Generates timeseries blame plots for the selected bulk molecules assuming that bulk data is an array of counts ordered by bulk_ids and saves to the specified output file. Timeseries blame plots show the change in molecule counts due to each process at each timestep. For convenience, exact count plots are included to the side.

Example usage:

sim = EcoliSim.from_file()
sim.build_ecoli()
sim.run()
data = sim.query()
data = {key: val['agents']['0'] for key, val in data.items()}
store_configs = sim.ecoli_experiment.get_config()
bulk_ids = store_configs['agents']['0']['bulk']['_properties']['metadata']
blame_timeseries(data, sim.topology, bulk_ids
                ['WATER[c]', 'APORNAP-CPLX[c]', 'TRP[c]'],
                'out/ecoli_master/test_blame_timeseries.png',
                yscale="linear")

Parameters:

• data (dict) – Data from an experiment (for experiments with cell division, ensure that bulk is a top-level field in the sub-dictionaries for each time point)

• topology (dict) – Experiment topology (used to determine which processes are connected to bulk and how)

• bulk_ids (list[str]) – List (or array) of bulk molecule names in the order they appear in the structured bulk Numpy array (see Bulk Molecules).

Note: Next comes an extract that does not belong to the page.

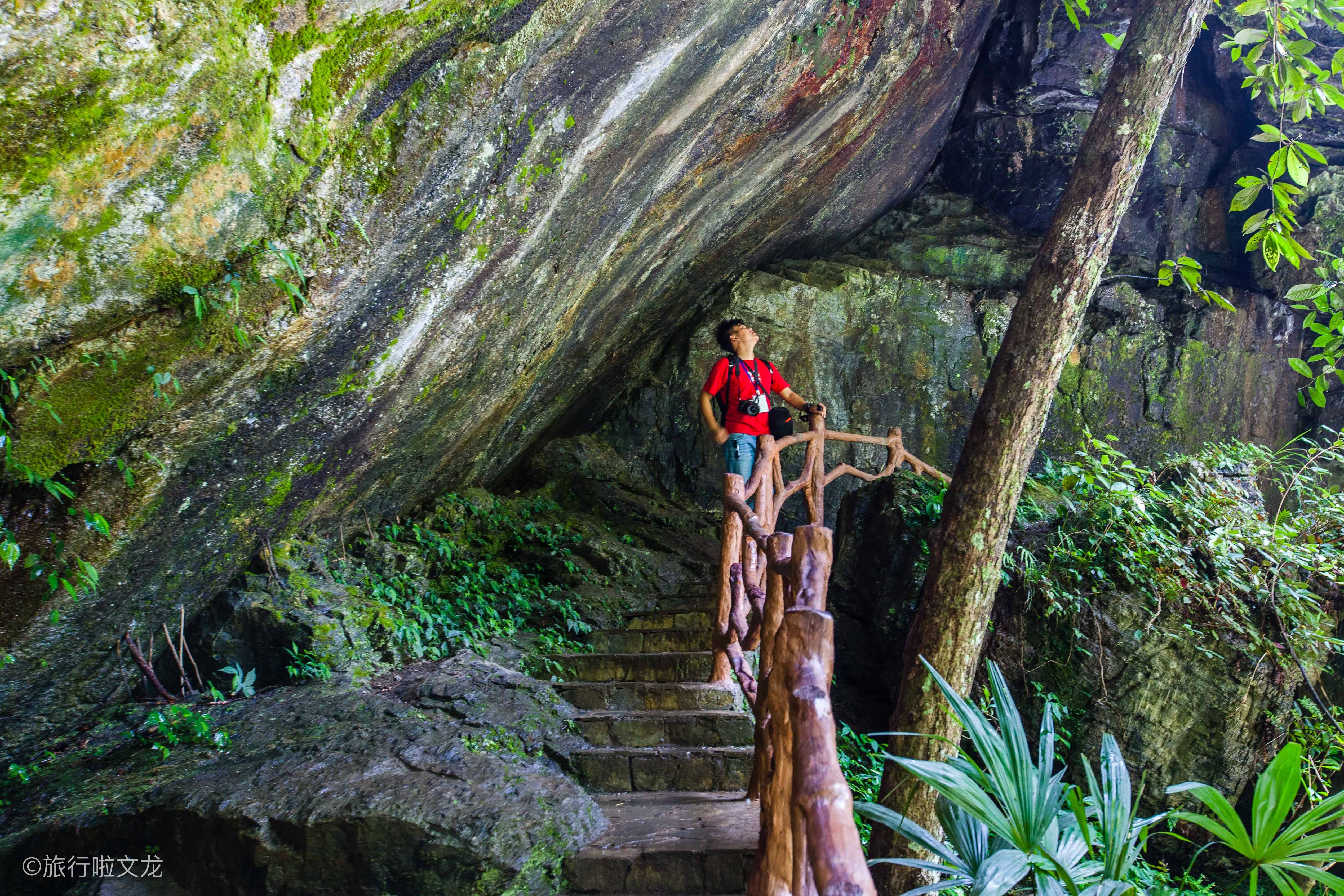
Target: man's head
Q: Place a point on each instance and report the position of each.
(736, 336)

Typically retrieved from simulation config metadata.

• molecules (list[str]) – List of bulk molecule names to plot data for

• filename (str | None) – Path to save plot to (optional)

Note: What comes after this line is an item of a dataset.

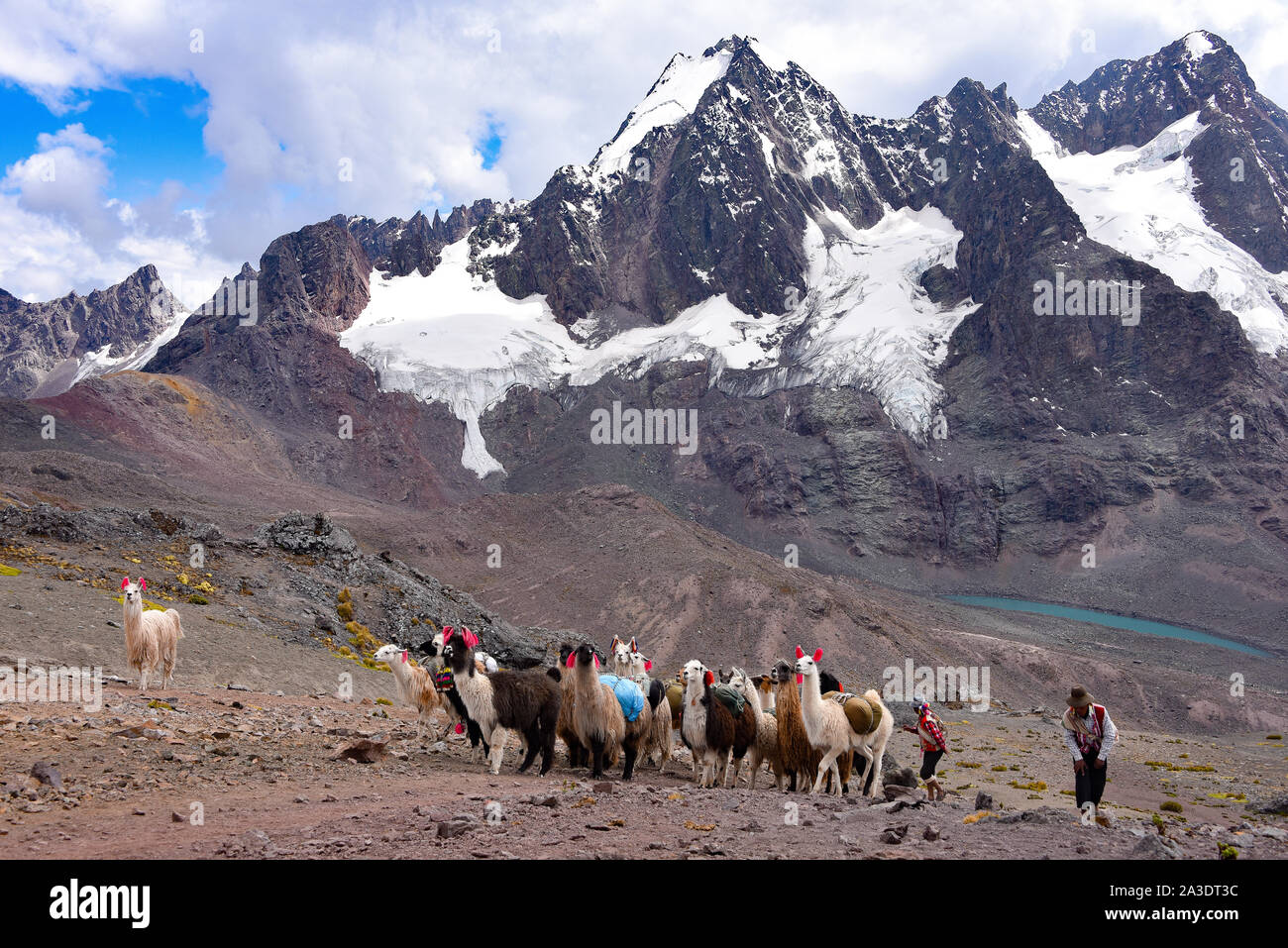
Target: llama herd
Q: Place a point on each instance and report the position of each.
(797, 719)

• yscale (str) – See matplotlib.pyplot.yscale()

Returns:

Axes and figure

Return type:

tuple[Axes, Figure]

ecoli.analysis.single.blame.extract_bulk(data, bulk_processes, bulk_ids)

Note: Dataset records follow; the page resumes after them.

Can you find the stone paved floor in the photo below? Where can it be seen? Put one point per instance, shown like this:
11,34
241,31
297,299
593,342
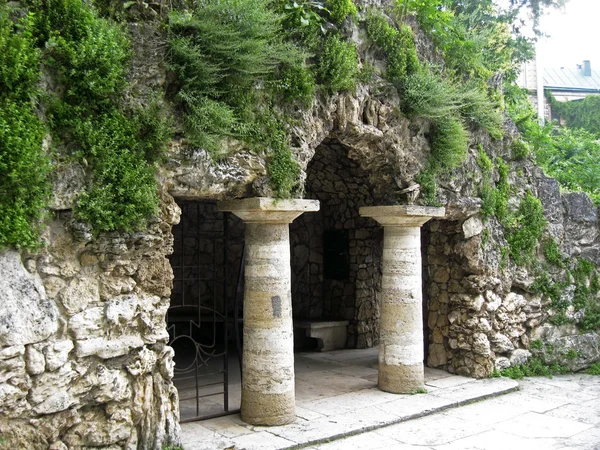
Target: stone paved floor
336,396
546,414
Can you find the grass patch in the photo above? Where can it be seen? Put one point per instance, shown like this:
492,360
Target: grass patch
534,367
594,369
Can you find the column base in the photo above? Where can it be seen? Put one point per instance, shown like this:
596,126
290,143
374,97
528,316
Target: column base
268,409
401,379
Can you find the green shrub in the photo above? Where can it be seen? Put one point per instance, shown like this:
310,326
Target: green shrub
24,168
427,179
594,369
340,9
519,149
296,83
552,253
19,58
586,295
122,194
338,67
221,51
426,94
502,192
283,169
527,229
91,56
536,344
484,162
478,109
535,367
448,143
397,44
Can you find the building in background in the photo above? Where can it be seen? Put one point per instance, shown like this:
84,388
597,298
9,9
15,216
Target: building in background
565,84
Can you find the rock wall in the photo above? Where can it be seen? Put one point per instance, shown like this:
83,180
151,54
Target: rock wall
83,360
347,289
483,311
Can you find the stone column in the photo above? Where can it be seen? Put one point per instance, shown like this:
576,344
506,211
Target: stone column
401,323
268,396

Returns bulk updates in form of the array collected_data with dimensions (n_bulk_mols x n_processes), where n_processes is given by the keys that are shared by bulk_processes and data[‘log_update’]. Shared processes are also returned in order.

ecoli.analysis.single.blame.get_bulk_processes(topology)

ecoli.analysis.single.blame.idx_array_from(dictionary)

ecoli.analysis.single.blame.plot(params, conn, history_sql, config_sql, sim_data_paths, validation_data_paths, outdir, variant_metadata, variant_name)

Parameters:

• params (dict[str, Any])

• conn (DuckDBPyConnection)

• history_sql (str)

• config_sql (str)

• sim_data_paths (dict[str, dict[int, str]])

• validation_data_paths (list[str])

• outdir (str)

• variant_metadata (dict[str, dict[int, Any]])

• variant_name (str)

ecoli.analysis.single.blame.preprocess_data(data, bulk_ids, bulk_processes, molecules)

Prepares raw data for blame-timeseries plot. Returns data in the form time, process, values_array where time is a numpy array of times, process is a list of process names, and values_array is a numpy array of the form (molecule x time x process).

ecoli.analysis.single.blame.reposition_ticks(ax, x='bottom', y='left')

ecoli.analysis.single.blame.sign_str(val)

ecoli.analysis.single.blame.signed_stacked_bar(ax, x, y, bar_labels)

ax: Axes object x: x values (1d array) y: y-values (len(x) columns by # stacked bars rows)

Creates a stacked bar chart in the specified Axes, where y’s with negative values represent bars below y=0, and y’s with positive values represent bars above y=0.